First, we can create a setup.py file. This is one of the most important files when creating a Python library. This file contains details about the library like name, version, included libraries, etc. We shall cover this in a later section for better understanding.

Next, we can create a README.md file. This is the place where we can write describe the contents of our library for other users.

Next, we need to create 2 folders, one for our code and another for our test cases. I shall be naming them as DatabricksDemoLibrary and tests respectively. To indicate to our interpreters that these are modules for our library, we need to create a __init__.py file in both these folders.

There is a range of options of what to put in an __init__.py file. The most minimal thing to do is to leave the __init__.py file totally empty. We can also use an __init__.py only for adding various pieces of code from determining import order to define your entire package. While, I feel that importing a package is a good way to use this file, we should not add complexity to this file by adding a lot of code to this. For the purpose of this demo, I choose to keep this file empty.

Now that our basic folder structure is ready, we can go ahead and add our code/test files in these folders.

I went ahead and added a Demo.py file with the basic code below:

from pyspark.sql import SparkSession
spark = SparkSession.builder.getOrCreate()
def CreateTestTable():
spark.sql(“CREATE TABLE IF NOT EXISTS DatabricksTest (Column1 string)”)

Configuring values for setup.py

from setuptools import find_packages, setupsetup(
name=’DatabricksDemoLibrary’,
packages=find_packages(include=[‘DatabricksDemoLibrary’]),
version=’0.1.0',
description=’Python Demo Library’,
author=’Rachit’,
license=’NA’,
install_requires=[],
setup_requires=[‘pytest-runner’],
tests_require=[‘pytest==4.4.1’],
test_suite=’tests’,
)

Understanding the values of setup.py.

  1. The find_packages(include=[‘a’,’b’]) here is defined to include the modules that we mention. If we do not give any parameter to the same, it picks up all modules that our code has.
  2. In install_requires, we can include the packages that we installed in our local for the code to work which are not part of the python library. We should ensure to use only essential packages in this variable.
  3. The setup_requires and tests_require contains list of packages required by our code and our test to run. Again, only include these if it is absolutely required for our code runs.
  4. The test_suite refers to the test module that we have created for our code.

Building our Library

To build a library, we can simply go to the root folder (the folder which contains the setup.py file) of the library from Command Prompt and run the below command to generate our .whl file.

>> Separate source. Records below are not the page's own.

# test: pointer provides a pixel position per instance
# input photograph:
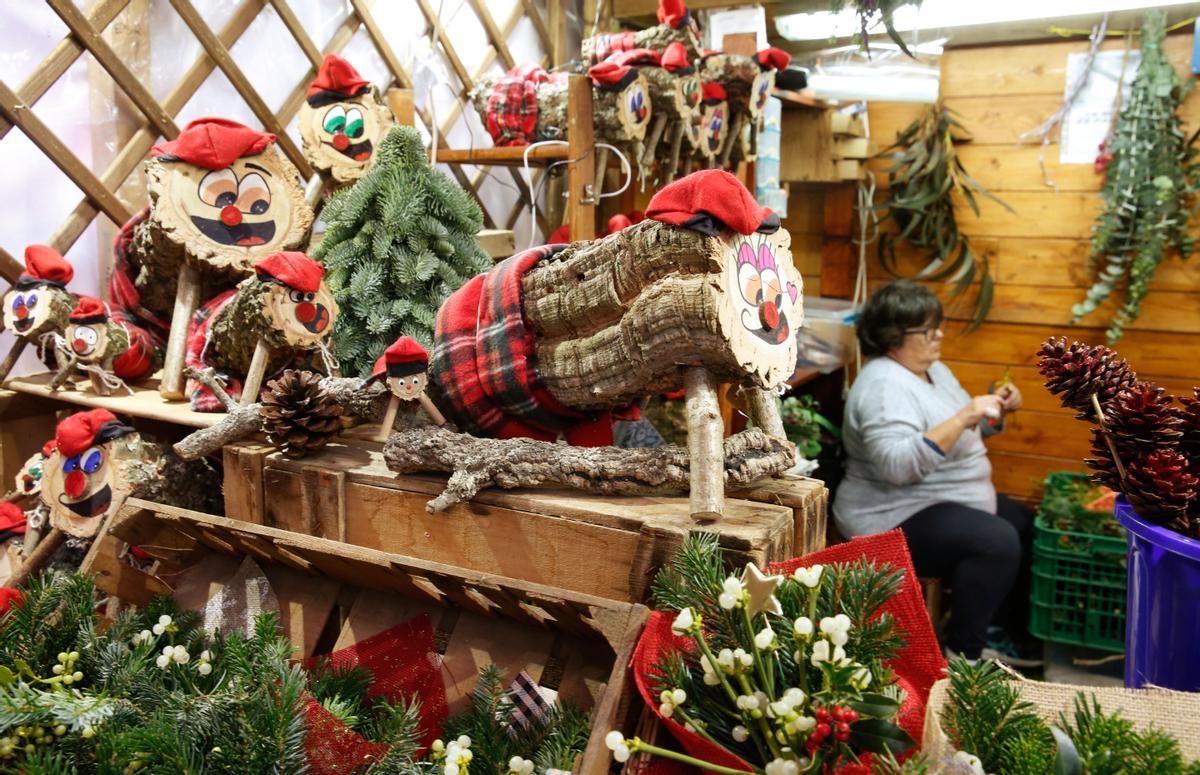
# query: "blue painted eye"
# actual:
(91, 460)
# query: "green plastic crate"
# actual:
(1079, 583)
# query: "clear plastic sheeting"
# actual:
(847, 73)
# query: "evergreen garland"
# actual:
(1149, 186)
(151, 694)
(397, 244)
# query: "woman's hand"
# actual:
(1009, 397)
(982, 407)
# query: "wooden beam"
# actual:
(301, 36)
(108, 59)
(136, 150)
(65, 54)
(220, 54)
(49, 144)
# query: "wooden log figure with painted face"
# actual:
(85, 476)
(39, 302)
(342, 121)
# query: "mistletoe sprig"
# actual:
(1151, 178)
(925, 175)
(786, 673)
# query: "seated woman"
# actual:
(916, 460)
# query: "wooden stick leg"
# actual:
(652, 139)
(187, 299)
(676, 143)
(10, 360)
(432, 410)
(389, 419)
(255, 376)
(765, 412)
(705, 451)
(601, 168)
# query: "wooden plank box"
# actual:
(599, 545)
(579, 644)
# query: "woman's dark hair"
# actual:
(891, 311)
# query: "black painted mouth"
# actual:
(93, 505)
(359, 151)
(244, 234)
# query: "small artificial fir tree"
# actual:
(397, 242)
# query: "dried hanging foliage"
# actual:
(1149, 186)
(925, 175)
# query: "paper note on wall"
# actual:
(1086, 124)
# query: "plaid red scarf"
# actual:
(484, 364)
(148, 331)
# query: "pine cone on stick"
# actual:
(1163, 490)
(298, 414)
(1078, 371)
(1143, 420)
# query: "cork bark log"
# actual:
(475, 463)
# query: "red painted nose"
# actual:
(76, 484)
(768, 314)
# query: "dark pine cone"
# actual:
(1163, 490)
(1074, 373)
(1143, 420)
(298, 415)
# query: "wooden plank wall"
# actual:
(1039, 253)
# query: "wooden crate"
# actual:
(598, 545)
(579, 644)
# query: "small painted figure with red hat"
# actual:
(342, 120)
(39, 302)
(403, 366)
(90, 342)
(282, 311)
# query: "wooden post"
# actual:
(187, 299)
(255, 373)
(389, 419)
(705, 450)
(10, 360)
(581, 196)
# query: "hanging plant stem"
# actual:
(924, 176)
(1149, 186)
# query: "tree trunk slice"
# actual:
(705, 432)
(475, 463)
(187, 300)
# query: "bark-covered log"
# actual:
(475, 463)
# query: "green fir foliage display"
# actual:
(985, 718)
(151, 694)
(397, 242)
(1149, 186)
(927, 176)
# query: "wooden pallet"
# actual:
(580, 643)
(599, 545)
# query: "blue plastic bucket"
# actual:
(1163, 610)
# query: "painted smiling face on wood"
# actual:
(84, 479)
(227, 194)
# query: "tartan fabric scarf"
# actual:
(148, 331)
(485, 367)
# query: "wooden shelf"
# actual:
(507, 156)
(145, 402)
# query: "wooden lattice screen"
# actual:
(87, 28)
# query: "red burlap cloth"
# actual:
(917, 666)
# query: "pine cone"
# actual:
(1143, 420)
(1074, 373)
(1163, 488)
(298, 415)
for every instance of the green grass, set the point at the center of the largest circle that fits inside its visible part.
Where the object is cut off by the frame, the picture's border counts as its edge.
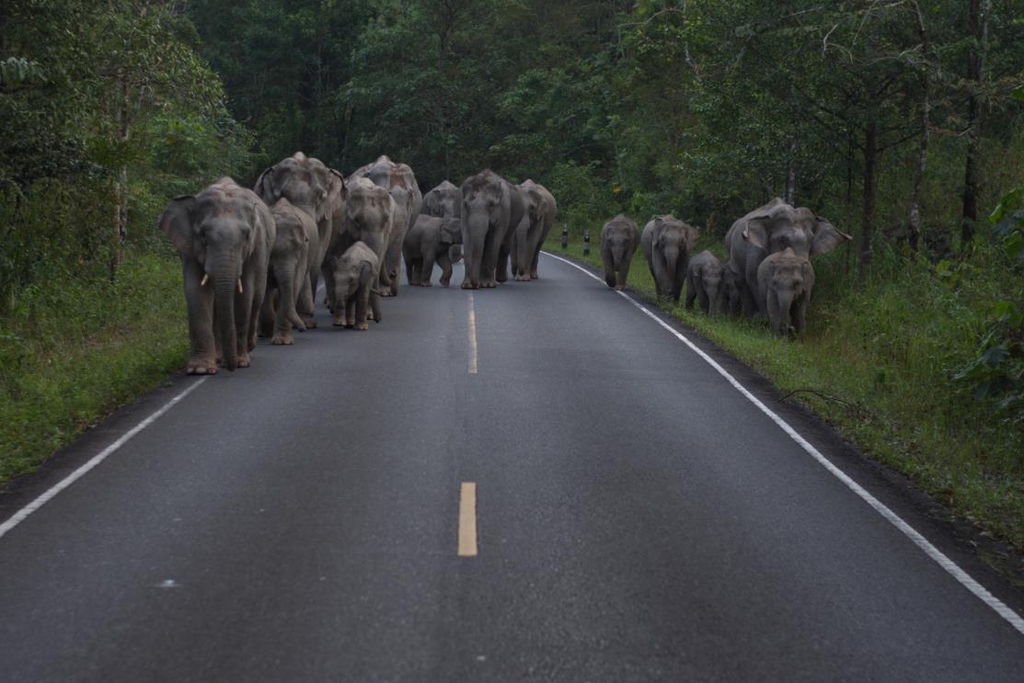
(70, 354)
(878, 364)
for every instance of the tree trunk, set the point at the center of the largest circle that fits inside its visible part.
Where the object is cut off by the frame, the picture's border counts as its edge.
(978, 11)
(870, 186)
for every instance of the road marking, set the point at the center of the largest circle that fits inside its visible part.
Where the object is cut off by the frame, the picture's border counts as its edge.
(467, 519)
(472, 335)
(20, 515)
(934, 553)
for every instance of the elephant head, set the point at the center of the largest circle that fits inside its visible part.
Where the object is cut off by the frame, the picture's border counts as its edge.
(785, 281)
(216, 232)
(444, 200)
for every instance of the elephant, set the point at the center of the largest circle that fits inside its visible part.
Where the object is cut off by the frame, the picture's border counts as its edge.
(429, 241)
(318, 190)
(706, 282)
(492, 209)
(288, 273)
(399, 180)
(667, 243)
(223, 235)
(620, 239)
(443, 201)
(770, 229)
(784, 282)
(529, 236)
(369, 217)
(356, 275)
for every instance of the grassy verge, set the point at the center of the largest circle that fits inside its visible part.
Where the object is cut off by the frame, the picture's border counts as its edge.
(70, 354)
(878, 364)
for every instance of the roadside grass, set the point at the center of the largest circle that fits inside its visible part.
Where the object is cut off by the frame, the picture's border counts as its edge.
(878, 364)
(72, 353)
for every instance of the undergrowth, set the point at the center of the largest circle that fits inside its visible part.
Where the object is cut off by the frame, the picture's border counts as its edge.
(73, 351)
(880, 363)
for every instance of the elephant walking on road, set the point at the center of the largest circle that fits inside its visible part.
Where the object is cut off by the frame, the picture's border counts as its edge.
(288, 273)
(356, 276)
(492, 209)
(620, 239)
(223, 235)
(430, 241)
(667, 243)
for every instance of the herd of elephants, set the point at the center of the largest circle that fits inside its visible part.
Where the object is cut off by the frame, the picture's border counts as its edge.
(253, 258)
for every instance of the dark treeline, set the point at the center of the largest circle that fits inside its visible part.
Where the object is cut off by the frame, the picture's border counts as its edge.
(894, 118)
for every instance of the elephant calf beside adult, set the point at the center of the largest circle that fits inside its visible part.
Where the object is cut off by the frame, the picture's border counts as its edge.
(667, 243)
(770, 229)
(223, 236)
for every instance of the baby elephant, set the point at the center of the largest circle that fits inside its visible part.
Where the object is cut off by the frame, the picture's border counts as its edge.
(428, 241)
(356, 284)
(784, 282)
(706, 282)
(620, 239)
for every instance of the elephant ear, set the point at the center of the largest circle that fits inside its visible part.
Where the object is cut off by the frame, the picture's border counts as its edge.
(264, 186)
(758, 230)
(176, 222)
(826, 237)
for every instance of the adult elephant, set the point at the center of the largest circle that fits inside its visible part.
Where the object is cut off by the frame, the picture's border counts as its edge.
(318, 190)
(288, 272)
(399, 180)
(667, 244)
(769, 229)
(492, 209)
(369, 217)
(223, 236)
(530, 233)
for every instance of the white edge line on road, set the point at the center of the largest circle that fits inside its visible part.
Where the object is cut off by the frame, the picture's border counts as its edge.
(938, 556)
(45, 498)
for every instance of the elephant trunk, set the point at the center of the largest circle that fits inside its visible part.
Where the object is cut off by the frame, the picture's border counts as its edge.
(224, 287)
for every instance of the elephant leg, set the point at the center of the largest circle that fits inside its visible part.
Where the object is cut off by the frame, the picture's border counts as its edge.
(444, 260)
(427, 269)
(203, 355)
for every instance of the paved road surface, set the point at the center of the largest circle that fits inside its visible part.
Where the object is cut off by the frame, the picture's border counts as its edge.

python setup.py bdist_wheel

The .whl file is created in the dist folder in our project folder and can be directly imported and installed in our databricks cluster or can be used at notebook level by first placing it in our DBFS using the ‘Create Library’ option which comes up on right clicking in the workspace folder and then installing it using the below python command in our notebook.

dbutils.library.install(path)

Once installed, we can simply import and use it using the below command in our databricks notebook using the commands:

import DatabricksDemoLibrary
from DatabricksDemoLibrary import demo
demo.CreateTestTable()

Wrapping Up

While the process of creation of our library for Databricks can seem daunting in the beginning, this can help us achieve much more and can be beneficial to encapsulate our code and complexities as well as creating a piece of code which can be easily moved across multiple environments with a simple installation.